Why Agent Tests Are Different
Testing a traditional API endpoint is straightforward: you send a fixed input and assert on a deterministic output. Agent testing breaks both of those assumptions. The model's output varies between runs even for identical inputs. The agent's behavior is emergent, it depends on the interaction between the prompt, the model's weights, and the tools available. You cannot write assertEqual(agent.run(task), expected_output) and expect it to pass reliably.
This doesn't mean agent testing is impossible, it means you need a different mental model. Instead of testing exact outputs, test behaviors. Instead of testing deterministic sequences, test invariants. Instead of asserting on the LLM's reasoning, assert on the structural properties of what it produces.
The Three Sources of Agent Non-Determinism
- Sampling temperature: Even at temperature=0, many models are not guaranteed to produce identical outputs on repeated calls due to hardware floating-point differences and batching effects.

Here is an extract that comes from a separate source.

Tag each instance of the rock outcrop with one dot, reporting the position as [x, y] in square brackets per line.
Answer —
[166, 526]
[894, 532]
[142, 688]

- Model updates: Provider model updates (even patch versions) can change behavior. A test passing today may fail next week because the model's behavior shifted.
- Tool output variability: Real-world tools return different data over time. A web search from yesterday returns different results today.
The Agent Testing Pyramid
The classic testing pyramid applies to agents, but the layers have agent-specific meanings. A well-structured agent test suite invests most heavily in unit tests at the base, uses an eval harness for semantic correctness, and reserves expensive integration and E2E tests for critical flows.
Layer 1, Unit Tests (40% of test effort)
Unit tests in an agent context test components that don't require a live LLM call. Tool schemas, parameter parsers, output formatters, budget managers, context assemblers, and prompt template renderers all have deterministic logic that can be tested conventionally. These should make up the majority of your test suite: they're fast (milliseconds), cheap (no API calls), and stable (no non-determinism).
Layer 2, Eval Harness (30% of test effort)
The eval harness runs real LLM calls against a curated set of tasks and scores the outputs using automated metrics: semantic similarity to golden answers, entity recall, tool selection correctness, and format compliance. This is where you catch behavioral regressions caused by prompt changes or model updates. Run on every PR, but cache LLM responses to control cost.
Layer 3, Integration Tests (20% of test effort)
Integration tests run the full agent against real tools (or high-fidelity sandboxed versions). They verify that the agent correctly orchestrates multi-tool workflows, handles tool errors, and produces outputs that satisfy end-to-end task requirements. These run nightly or on release candidates, not on every commit.
Layer 4, End-to-End / Human Eval (10% of test effort)
Full task runs with human reviewers or a strong LLM judge scoring output quality on a multi-criteria rubric. Expensive, slow, but the only way to catch subtle quality degradations that automated metrics miss. Run before major releases and when the eval harness shows ambiguous results.
What to Unit Test in an Agent
Many teams skip unit testing for agents because 'the interesting behavior comes from the LLM.' This is a mistake. A large fraction of agent failures come from deterministic code around the LLM: parsing tool calls, assembling context, enforcing budgets, routing decisions, output formatting.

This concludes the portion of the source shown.